Details: To find $$l:=\int_0^1\left(\frac{\arcsin x}x\right)^3\,dx =-\frac{1}{16} \pi \left(\pi ^2-24 \ln2\right), $$ make the substitution $t=\arcsin x$ and repeatedly integrate by parts to kill the powers of $t$ and reduce this integral to $$\int_0^{\pi/2}\ln\sin t\,dt=-\frac\pi2\,\ln2, $$ by formula 4.225.3, page 531, of Gradshteyn--Ryzhik.
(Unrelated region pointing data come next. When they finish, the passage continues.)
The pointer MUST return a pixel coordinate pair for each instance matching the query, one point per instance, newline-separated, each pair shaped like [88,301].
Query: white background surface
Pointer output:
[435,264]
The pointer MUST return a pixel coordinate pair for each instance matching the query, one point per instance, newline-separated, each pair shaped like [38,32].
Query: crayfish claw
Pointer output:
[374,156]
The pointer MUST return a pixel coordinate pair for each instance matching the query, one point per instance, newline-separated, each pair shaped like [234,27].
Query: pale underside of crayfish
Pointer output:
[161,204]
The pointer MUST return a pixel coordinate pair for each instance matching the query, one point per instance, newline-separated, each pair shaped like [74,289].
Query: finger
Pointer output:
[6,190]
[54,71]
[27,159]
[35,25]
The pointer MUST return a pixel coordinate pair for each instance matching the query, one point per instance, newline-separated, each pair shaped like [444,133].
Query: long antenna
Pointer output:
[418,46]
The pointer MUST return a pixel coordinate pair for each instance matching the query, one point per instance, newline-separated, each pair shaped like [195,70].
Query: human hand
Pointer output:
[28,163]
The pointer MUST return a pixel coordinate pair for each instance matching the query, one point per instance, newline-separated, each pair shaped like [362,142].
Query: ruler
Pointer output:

To find $$r_1:=\int_0^1 2\,\text{arctanh}\, x\,dx =\ln4, $$ integrate by parts to find an antiderivative of $\text{arctanh}$. Alternatively, expand $\text{arctanh}\, x$ into the Maclaurin series (using $\text{arctanh}'x=\frac1{1-u}=1+u+u^2+\dots$ with $u=x^2$) and integrate termwise, to get $$r_1/2=\sum_1^\infty\frac1{(2j-1)2j} =\sum_1^\infty\Big(\frac1{2j-1}-\frac1{2j}\Big) =\sum_1^\infty\frac{(-1)^{k-1}}k=\ln2. $$
To find $$r_2:=\int_0^1 \frac{\ln(1-x^2)}x\,dx =-\frac12\,\sum_1^\infty\frac1{j^2}=-\frac{\pi^2}{12}, $$ expand $\ln(1-x^2)$ into the Maclaurin series (by using the Maclaurin series for $\ln(1-u)$) and integrate termwise. Now one can see that $l=\frac{3\pi}4\,(r_1+r_2)$, that is, the equality holds.